Calme précaire à Bangui où les chrétiens veulent désarmer les musulmans

Un calme précaire régnait samedi soir à Bangui où les chrétiens réclament "le désarmement immédiat" du quartier PK-5, une enclave où vivent reclus les derniers musulmans de la capitale centrafricaine qui, craignant pour leur vie, refusent de désarmer.

Les voitures et les boutiques ouvertes étaient rares samedi à Bangui. Des restes fumants de barricades jonchent la plupart des axes, stigmates des violences qui déchirent la ville depuis l'attaque sanglante mercredi de l'église Fatima, au cours de laquelle 17 personnes ont été tuées.

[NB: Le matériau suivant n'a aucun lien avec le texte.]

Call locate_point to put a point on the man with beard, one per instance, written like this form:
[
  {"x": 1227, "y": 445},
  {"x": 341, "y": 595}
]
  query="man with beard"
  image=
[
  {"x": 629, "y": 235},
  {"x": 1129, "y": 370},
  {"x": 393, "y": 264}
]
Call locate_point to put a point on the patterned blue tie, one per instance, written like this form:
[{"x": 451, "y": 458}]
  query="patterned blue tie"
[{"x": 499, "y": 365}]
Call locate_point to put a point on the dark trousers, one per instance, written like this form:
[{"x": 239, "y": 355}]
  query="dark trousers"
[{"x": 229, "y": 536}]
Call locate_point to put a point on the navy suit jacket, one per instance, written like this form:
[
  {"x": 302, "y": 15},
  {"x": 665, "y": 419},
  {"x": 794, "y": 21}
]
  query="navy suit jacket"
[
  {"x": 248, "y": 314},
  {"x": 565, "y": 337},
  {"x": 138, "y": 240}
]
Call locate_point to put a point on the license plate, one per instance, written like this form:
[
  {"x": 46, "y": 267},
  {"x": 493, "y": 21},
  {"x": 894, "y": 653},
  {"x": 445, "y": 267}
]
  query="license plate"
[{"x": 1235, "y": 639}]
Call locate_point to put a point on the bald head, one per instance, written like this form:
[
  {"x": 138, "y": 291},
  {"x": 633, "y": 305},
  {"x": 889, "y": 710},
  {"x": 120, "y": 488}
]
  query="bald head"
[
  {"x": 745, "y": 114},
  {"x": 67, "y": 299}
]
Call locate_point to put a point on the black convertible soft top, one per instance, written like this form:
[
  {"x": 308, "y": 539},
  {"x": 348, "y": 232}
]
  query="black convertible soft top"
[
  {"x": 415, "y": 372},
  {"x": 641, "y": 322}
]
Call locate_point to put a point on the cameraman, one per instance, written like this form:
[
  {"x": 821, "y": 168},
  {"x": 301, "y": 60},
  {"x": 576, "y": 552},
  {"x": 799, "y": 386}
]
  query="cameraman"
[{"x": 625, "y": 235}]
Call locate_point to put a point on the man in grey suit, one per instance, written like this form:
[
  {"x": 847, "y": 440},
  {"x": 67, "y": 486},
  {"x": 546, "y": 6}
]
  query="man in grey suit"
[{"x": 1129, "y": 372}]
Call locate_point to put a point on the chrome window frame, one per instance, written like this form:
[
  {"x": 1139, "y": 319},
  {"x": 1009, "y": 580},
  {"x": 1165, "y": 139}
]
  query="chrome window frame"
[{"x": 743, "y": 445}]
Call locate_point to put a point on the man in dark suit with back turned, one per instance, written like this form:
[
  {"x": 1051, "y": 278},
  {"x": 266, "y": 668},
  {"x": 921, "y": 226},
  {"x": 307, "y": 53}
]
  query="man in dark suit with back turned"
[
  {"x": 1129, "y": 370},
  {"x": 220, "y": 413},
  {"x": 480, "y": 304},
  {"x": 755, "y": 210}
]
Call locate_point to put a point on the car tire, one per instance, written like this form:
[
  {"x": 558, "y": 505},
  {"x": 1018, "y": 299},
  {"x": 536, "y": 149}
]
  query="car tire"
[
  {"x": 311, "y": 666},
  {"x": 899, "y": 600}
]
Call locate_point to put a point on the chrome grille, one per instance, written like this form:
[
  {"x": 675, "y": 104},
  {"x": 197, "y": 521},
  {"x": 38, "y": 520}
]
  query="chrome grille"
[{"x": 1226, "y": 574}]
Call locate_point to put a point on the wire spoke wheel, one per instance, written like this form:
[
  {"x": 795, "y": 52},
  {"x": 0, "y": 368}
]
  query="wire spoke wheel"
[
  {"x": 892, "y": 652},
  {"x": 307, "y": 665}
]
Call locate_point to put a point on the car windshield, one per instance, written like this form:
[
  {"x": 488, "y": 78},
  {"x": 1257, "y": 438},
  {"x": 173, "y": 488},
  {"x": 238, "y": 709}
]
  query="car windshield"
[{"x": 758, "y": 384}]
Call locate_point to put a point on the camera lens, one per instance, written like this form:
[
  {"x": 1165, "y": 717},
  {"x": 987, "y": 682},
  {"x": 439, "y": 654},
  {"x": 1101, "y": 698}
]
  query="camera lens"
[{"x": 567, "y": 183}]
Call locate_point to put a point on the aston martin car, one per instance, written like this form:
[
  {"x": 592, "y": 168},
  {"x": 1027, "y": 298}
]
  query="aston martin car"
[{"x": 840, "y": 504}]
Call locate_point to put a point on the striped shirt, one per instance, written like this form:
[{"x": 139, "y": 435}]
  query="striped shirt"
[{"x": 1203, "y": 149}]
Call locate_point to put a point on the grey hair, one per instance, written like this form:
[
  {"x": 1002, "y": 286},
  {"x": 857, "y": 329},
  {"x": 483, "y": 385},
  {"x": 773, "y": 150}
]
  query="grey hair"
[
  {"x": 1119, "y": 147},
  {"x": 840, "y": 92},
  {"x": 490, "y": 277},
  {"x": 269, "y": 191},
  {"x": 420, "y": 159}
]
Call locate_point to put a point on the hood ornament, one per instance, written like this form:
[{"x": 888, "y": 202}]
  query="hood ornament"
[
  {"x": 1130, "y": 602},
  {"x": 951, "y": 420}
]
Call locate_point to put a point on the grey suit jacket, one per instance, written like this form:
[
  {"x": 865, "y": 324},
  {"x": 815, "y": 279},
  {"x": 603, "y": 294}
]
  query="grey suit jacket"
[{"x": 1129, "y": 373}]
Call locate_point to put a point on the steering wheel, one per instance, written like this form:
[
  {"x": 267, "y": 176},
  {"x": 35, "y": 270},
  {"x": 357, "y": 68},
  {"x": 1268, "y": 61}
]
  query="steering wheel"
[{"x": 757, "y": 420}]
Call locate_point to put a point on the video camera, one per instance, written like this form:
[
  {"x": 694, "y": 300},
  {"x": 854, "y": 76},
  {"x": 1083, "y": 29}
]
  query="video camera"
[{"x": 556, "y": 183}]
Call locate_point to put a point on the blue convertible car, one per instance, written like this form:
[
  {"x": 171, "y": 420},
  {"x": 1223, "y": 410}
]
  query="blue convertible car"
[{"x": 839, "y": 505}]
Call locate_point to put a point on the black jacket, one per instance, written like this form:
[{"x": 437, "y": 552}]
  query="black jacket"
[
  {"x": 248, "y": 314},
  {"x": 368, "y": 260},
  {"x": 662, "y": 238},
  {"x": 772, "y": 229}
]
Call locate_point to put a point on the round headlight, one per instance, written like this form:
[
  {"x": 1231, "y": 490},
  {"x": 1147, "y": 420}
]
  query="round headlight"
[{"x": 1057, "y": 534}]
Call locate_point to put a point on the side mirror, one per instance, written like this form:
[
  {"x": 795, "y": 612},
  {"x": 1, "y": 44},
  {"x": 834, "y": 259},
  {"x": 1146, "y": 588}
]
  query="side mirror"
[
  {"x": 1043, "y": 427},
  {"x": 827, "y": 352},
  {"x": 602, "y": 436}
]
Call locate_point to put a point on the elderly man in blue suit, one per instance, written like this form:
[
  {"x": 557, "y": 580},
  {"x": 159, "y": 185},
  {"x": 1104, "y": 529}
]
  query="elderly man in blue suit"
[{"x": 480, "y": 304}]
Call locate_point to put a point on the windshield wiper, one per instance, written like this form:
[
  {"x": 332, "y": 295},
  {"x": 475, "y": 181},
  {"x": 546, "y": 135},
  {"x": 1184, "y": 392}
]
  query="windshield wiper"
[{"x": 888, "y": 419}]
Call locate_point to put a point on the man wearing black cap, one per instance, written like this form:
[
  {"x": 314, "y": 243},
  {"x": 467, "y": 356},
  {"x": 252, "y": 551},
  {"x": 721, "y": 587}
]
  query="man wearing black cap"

Près du PK-5, dans le quartier chrétien de Miskine, une colonne de blindés et de tractopelles français, escortés par la force de l'Union africaine en Centrafrique (Misca), a dégagé samedi matin les restes des barricades sous les huées de la foule.

"Les musulmans sont là pour nous tuer, si vous voulez faire la paix, il faut désarmer le PK-5", expliquait Brice, en chemise blanche, à l'arrivée des Français. Dans d'autres quartiers de la ville, le mot d'ordre est partout le même, trois jours après le massacre de Fatima que tous les chrétiens attribuent à des groupes armés musulmans: "il faut désarmer le PK-5".

Au PK-5, dernière enclave musulmane de Bangui après le départ des musulmans du nord de la ville il y a un mois, ils ne sont plus que 1.000 à 2.000 à se terrer dans la peur des attaques, selon une source proche des forces internationales.

Convoyés par des soldats tchadiens de la Misca ou par leur propres moyens, l'immense majorité des musulmans du PK-5 a pris le chemin de l'exode, vers le nord et l'est du pays ou le Tchad, pour fuir les exactions des "anti-balaka", ces milices chrétiennes rivales de la Séléka, ex-rebelles en majorité musulmans dirigés par Michel Djotodia, au pouvoir de mars 2013 à janvier dernier.

Vendredi, dans un message à la radio centrafricaine, la présidente Catherine Samba-Panza s'est engagée à ce que le "désarmement tant demandé se fasse partout", en citant le PK-5.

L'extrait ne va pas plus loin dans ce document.